Detecting the Normal Modes of Instability in Rotating Couette Flow of He II

Several attempts have been make to verify the HVBK equations of He II using the Couette double cylinder experiment. Calculations show that the critical Reynolds number and wave number rapidly approach zero as the temperature is lowered from the lambda-temperature. The wavelength of Taylor cells is predicted to be longer than any reported apparatus when the temperature is below 2.05 K. Yet, all the experimental data have breaks in plots of the torque or attenuation of second sound vs. the Reynolds number. This data spans a large range of parameter space. The breaks occur at the calculated Reynolds number when the calculated wavelength is somewhat shorter than the apparatus i.e. near the lambda temperature.
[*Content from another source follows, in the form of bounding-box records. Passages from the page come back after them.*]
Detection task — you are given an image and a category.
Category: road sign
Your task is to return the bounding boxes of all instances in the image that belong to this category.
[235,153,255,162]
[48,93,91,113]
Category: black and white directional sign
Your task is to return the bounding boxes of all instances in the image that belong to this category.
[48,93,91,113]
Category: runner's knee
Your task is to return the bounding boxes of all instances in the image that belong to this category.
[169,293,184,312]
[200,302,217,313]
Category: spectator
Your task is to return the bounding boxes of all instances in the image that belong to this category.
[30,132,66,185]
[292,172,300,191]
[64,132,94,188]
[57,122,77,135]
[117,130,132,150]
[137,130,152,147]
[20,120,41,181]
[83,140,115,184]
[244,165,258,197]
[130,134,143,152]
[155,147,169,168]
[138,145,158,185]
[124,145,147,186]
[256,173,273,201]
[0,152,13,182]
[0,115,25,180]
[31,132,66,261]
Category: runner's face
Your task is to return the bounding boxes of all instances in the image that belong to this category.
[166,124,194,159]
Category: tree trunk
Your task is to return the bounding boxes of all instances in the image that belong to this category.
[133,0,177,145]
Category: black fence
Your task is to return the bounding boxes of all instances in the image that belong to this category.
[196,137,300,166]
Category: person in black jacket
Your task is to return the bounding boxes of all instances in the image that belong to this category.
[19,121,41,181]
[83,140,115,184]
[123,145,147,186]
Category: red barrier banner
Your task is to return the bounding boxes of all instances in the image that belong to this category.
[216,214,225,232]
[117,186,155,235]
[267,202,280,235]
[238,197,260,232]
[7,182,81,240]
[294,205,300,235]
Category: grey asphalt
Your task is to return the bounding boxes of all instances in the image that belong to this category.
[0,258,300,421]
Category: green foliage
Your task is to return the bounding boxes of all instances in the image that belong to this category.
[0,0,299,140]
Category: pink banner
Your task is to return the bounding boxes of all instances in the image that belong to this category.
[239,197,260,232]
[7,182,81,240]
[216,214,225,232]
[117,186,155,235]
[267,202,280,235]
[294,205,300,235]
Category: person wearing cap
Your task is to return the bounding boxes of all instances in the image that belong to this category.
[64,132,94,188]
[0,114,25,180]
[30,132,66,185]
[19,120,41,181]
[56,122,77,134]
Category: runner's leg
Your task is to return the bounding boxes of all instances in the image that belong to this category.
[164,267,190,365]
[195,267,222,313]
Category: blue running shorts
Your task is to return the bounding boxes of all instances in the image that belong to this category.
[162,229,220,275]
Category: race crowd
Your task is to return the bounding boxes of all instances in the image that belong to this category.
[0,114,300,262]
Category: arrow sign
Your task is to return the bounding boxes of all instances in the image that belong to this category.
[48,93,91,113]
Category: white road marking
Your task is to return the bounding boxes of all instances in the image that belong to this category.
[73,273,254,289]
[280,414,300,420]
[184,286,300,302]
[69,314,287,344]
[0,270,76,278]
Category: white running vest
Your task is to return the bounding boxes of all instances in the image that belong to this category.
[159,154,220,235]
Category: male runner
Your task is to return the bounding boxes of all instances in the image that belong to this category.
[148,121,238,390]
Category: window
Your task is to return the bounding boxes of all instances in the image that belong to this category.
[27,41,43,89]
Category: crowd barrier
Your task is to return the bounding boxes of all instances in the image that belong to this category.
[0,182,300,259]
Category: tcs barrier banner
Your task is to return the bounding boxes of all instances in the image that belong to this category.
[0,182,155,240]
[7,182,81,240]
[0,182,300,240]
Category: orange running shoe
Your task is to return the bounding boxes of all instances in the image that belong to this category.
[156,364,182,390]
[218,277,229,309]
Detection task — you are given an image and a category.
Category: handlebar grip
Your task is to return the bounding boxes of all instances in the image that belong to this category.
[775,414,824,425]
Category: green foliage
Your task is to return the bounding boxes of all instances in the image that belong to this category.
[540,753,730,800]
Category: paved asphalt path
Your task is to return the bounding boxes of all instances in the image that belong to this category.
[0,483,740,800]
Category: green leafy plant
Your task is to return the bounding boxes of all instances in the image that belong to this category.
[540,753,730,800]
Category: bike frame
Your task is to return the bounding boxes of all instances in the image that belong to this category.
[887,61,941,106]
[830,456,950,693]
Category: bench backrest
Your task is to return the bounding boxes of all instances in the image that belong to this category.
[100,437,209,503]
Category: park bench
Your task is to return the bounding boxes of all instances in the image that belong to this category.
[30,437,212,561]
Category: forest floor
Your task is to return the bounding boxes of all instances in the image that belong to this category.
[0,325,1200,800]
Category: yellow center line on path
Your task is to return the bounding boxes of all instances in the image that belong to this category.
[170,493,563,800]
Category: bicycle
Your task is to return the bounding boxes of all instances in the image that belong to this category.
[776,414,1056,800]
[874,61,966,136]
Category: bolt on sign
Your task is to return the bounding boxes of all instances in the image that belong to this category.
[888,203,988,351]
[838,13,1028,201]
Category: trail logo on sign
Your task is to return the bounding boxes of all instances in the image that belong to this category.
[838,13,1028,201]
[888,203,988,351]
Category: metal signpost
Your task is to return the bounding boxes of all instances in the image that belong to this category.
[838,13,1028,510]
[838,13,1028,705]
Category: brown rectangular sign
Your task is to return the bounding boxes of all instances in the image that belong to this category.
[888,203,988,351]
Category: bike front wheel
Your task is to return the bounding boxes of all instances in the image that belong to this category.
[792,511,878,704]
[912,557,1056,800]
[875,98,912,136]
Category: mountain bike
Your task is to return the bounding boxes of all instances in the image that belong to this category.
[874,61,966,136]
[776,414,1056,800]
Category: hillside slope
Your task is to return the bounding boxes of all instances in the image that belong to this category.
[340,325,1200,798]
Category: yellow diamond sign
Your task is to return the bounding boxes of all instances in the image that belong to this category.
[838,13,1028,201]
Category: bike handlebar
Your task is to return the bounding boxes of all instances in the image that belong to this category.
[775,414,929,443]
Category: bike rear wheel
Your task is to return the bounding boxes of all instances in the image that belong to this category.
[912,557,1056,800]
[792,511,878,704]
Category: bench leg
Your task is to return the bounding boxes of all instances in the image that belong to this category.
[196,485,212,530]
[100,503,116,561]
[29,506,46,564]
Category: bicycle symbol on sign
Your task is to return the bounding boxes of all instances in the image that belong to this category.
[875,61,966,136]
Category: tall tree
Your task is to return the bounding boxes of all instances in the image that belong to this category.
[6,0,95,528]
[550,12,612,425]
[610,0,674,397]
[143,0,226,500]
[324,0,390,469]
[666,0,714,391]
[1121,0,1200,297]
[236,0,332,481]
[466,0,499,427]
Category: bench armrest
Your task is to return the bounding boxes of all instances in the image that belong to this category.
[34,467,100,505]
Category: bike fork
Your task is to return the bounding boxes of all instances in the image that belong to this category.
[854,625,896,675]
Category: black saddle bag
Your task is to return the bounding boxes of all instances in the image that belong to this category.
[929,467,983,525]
The observed breaks at lower temperatures, down to 1.2 K, are unexplained. We present a method of analyzing second sound resonances that will help solve the problem. If sufficient data is available, the method will verify or reject an assumed form of the disturbance. The analysis is based on a publication of the author in which the propagation of waves in uniformly rotating He II is described. Those procedures are generalized so that they apply to Couette flow. The slopes of the curves of second sound attenuation vs. Reynolds number are calculated for a range of normal modes of both second sound and Taylor cells. The slopes are also calculated below the break points so that end effects can be measured.